What are everyone's opinions on these two vaccines? Neither of my dogs have them, but both have been offered by our veterinarian. 

The animal hospital I work at(Lion and Penny do not go there) encourages all dogs to get Bordetella, and dogs who are exposed to wooded areas to get the Lepto vac. From what I have read, our vet gives the newer, safer version of the Lepto vaccine that has a 3% reaction rate. 

I live in a wooded area that had wildlife such as raccoons, deer, and coyotes, and we walk outdoors daily, so theoretically they could be exposed to Lepto. I recently started taking them to doggy daycare 1 day per week, but this daycare does not require a Bordetella vaccine. I am wondering whether the benefits of the vaccines would outweigh the risks in our case.

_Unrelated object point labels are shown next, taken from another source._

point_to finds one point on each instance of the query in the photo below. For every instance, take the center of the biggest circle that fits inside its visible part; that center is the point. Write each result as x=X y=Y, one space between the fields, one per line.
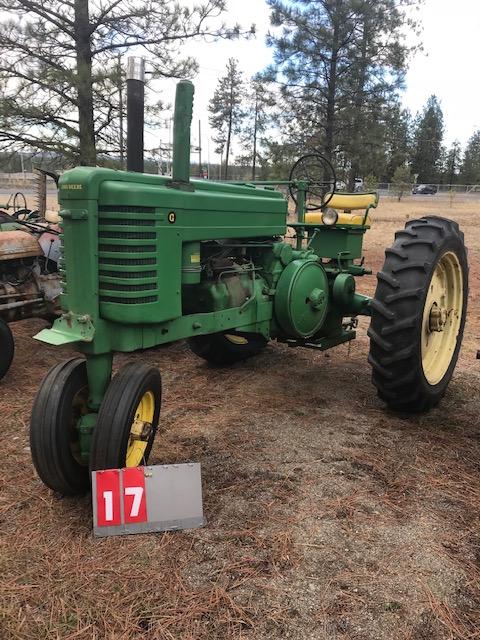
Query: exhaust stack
x=135 y=113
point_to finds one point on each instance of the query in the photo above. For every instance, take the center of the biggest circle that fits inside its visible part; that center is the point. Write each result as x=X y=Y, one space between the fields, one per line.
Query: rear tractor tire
x=7 y=348
x=418 y=314
x=223 y=349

I do not plan on revaccinating for DHPP. Both dogs will have a titer done in 3 years, and then they will receive Rabies every 3 years as required by law.


----------



## flippedstars (Dec 16, 2009)

I live in an area with all kinds of critters. No lepto for us here.

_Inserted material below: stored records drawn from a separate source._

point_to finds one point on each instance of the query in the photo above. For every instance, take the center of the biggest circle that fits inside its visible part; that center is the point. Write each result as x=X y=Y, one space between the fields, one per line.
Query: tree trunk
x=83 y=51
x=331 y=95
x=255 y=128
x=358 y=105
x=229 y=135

Also show and have my dogs every which place and do not vacc for bordetella and no one has ever gotten it.


----------



## Brodysmom (Jan 8, 2009)

My opinion on bordetella and lepto? No and No.


----------



## pupluv168 (Mar 7, 2012)

Toby got the bordatella vaccine and yet we are going to the vet today with what I suspect is kennel cough. He will never be getting it again (he only got it because he had no choice if he wanted to go to day care). Obviously it did nothing...

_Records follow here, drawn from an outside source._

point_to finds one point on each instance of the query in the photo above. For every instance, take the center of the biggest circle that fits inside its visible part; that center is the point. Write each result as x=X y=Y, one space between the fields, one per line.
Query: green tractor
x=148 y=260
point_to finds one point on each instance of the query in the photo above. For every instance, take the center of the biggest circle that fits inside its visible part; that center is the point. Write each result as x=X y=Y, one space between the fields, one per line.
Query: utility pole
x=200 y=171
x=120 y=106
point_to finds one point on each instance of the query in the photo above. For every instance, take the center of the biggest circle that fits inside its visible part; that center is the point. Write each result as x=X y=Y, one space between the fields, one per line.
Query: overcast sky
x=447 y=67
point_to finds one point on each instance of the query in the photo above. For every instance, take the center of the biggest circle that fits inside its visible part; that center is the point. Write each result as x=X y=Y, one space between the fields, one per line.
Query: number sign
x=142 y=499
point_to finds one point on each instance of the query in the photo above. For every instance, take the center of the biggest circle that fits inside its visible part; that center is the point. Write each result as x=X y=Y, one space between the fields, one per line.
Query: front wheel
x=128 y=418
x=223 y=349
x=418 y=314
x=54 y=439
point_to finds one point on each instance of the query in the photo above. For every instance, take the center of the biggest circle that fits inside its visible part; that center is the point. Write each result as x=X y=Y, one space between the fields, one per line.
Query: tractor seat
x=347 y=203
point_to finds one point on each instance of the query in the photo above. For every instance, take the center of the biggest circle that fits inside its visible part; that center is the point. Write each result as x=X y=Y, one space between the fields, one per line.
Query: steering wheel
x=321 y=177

Sent from my iPhone using PetGuide


----------



## elaina (Jul 1, 2008)

Mine dont get the lepto or the bordetlla. i just recently had Latte spayed and i was going to board her at the animal hospital one day after spay while i went away and then they called me and said, i'd need the kennel cough vac if i was going to board her, and i said ... no, i dont want her having it. so i just took her home that same day and changed my plans on going away.
i'll just get the pet sitter to come to my house ... thats better anyways then leaving them somewhere else to board


----------



## Finn (Sep 14, 2010)

My big dogs get lepto but not for the little ones. I do get bordatella for all.


----------



## BorderKelpie (Sep 9, 2012)

I will never vaccinate my dogs again for bordetella as two of mine in the past had severe long term issues with it. I did it because the vet insisted, even though my breeder warned me not to. Should have known she know more about her bloodlines than the vet would. :/

Lepto is not something I am comfortable vaccinating for either as I has seen more reactions to the vaccine than I have ever seen dogs diagnosed with it. The currently licensed leptospira bacterins do not contain the serovars causing the majority of clinical leptospirosis today.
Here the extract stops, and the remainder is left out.